Prezent może być używany

– Ponad połowa dorosłych Polaków (w wieku 18–50 lat) deklaruje kupowanie prezentów świątecznych około 1–2 miesięcy wcześniej, a jedynie 8 proc. pozostawia zakup na ostatnią chwilę. 76 proc. woli kupować online, aby uniknąć tłumów i kolejek – wskazuje Magdalena Szlaz, rzeczniczka Vinted

Poza oszczędnością pieniędzy, co wskazuje 27 proc., głównym powodem zakupu prezentów z drugiej ręki jest według Polaków możliwość znalezienia mniej tuzinkowych rzeczy - odpowiedziało tak 42 proc.

Ponieważ postrzeganie towarów z drugiej ręki znacznie się zmieniło w ostatnich latach, Polacy częściej sięgają również po prezenty second-hand.

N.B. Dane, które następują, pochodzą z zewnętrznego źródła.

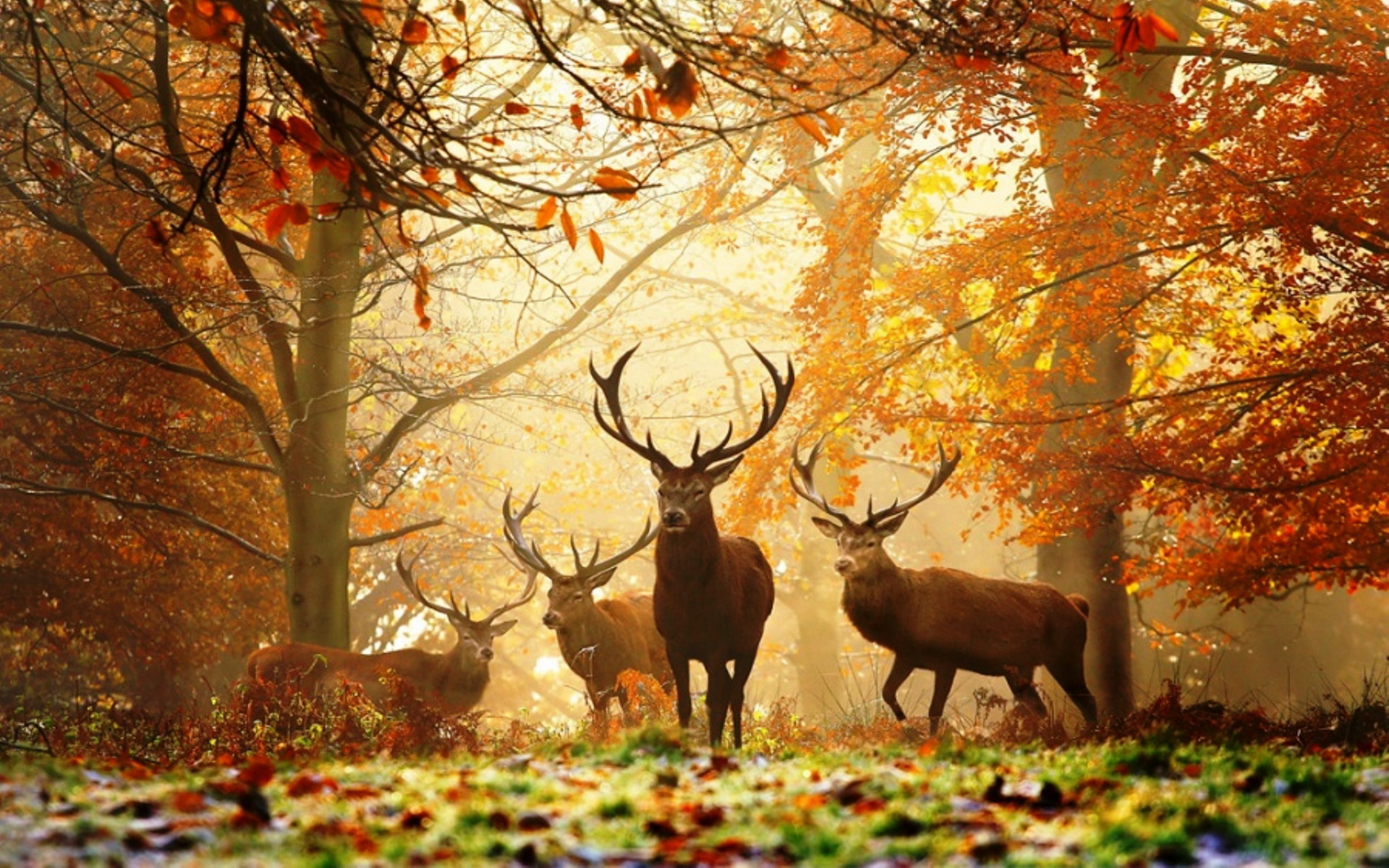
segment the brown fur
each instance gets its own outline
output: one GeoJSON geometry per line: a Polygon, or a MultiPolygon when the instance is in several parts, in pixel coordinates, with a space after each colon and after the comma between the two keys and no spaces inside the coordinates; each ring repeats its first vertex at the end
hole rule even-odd
{"type": "Polygon", "coordinates": [[[385,654],[354,654],[303,642],[286,642],[258,649],[246,660],[246,674],[254,681],[271,685],[293,683],[307,693],[325,693],[344,682],[361,685],[375,706],[390,696],[393,674],[410,685],[421,700],[438,706],[446,714],[471,711],[482,701],[490,674],[490,642],[486,657],[481,649],[464,649],[460,642],[446,654],[432,654],[419,649],[386,651],[385,654]]]}
{"type": "Polygon", "coordinates": [[[592,590],[554,582],[544,622],[554,626],[564,662],[583,679],[600,731],[607,729],[608,707],[614,696],[624,719],[633,722],[628,696],[617,687],[622,672],[635,669],[661,685],[674,682],[671,664],[665,658],[665,642],[656,629],[650,594],[624,594],[594,601],[592,590]]]}
{"type": "Polygon", "coordinates": [[[882,547],[890,531],[857,524],[833,533],[821,529],[839,542],[835,567],[845,579],[842,604],[849,622],[864,639],[896,656],[882,699],[899,721],[907,715],[897,703],[897,689],[915,669],[931,669],[936,676],[932,732],[957,669],[1001,675],[1020,703],[1045,715],[1032,682],[1040,665],[1086,722],[1096,722],[1095,697],[1085,686],[1085,597],[1065,597],[1039,582],[986,579],[958,569],[903,569],[882,547]]]}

Ponad połowa ankietowanych Polaków kupiła taki w ciągu ostatnich 12 miesięcy, kolejne 16 proc. jeszcze nie, ale planuje to zrobić.

– Nasze dane pokazują, że w okresie przedświątecznym konsumenci chętniej sięgają po produkty z drugiej ręki. Szczególnym zainteresowaniem cieszą się używana elektronika, ubrania oraz artykuły wyposażenia wnętrz. W okresie przedświątecznym możemy się też spodziewać tradycyjnego wzrostu popytu w takich kategoriach, jak książki, muzyka czy gry planszowe i komputerowe – mówi Konrad Grygo, starszy analityk biznesowy w OLX. – Część z tych przedmiotów z pewnością kupowana jest z przeznaczeniem na prezent, co wpisuje się w globalne trendy, popularyzowane głównie przez młodszych konsumentów. Jak wynika z naszych danych, 65 proc. młodych konsumentów oprócz rzeczy nowych, kupuje też używane, a powodem dla którego sięgają po te drugie, jest możliwość zdobycia rzeczy unikalnej lub trudno dostępnej.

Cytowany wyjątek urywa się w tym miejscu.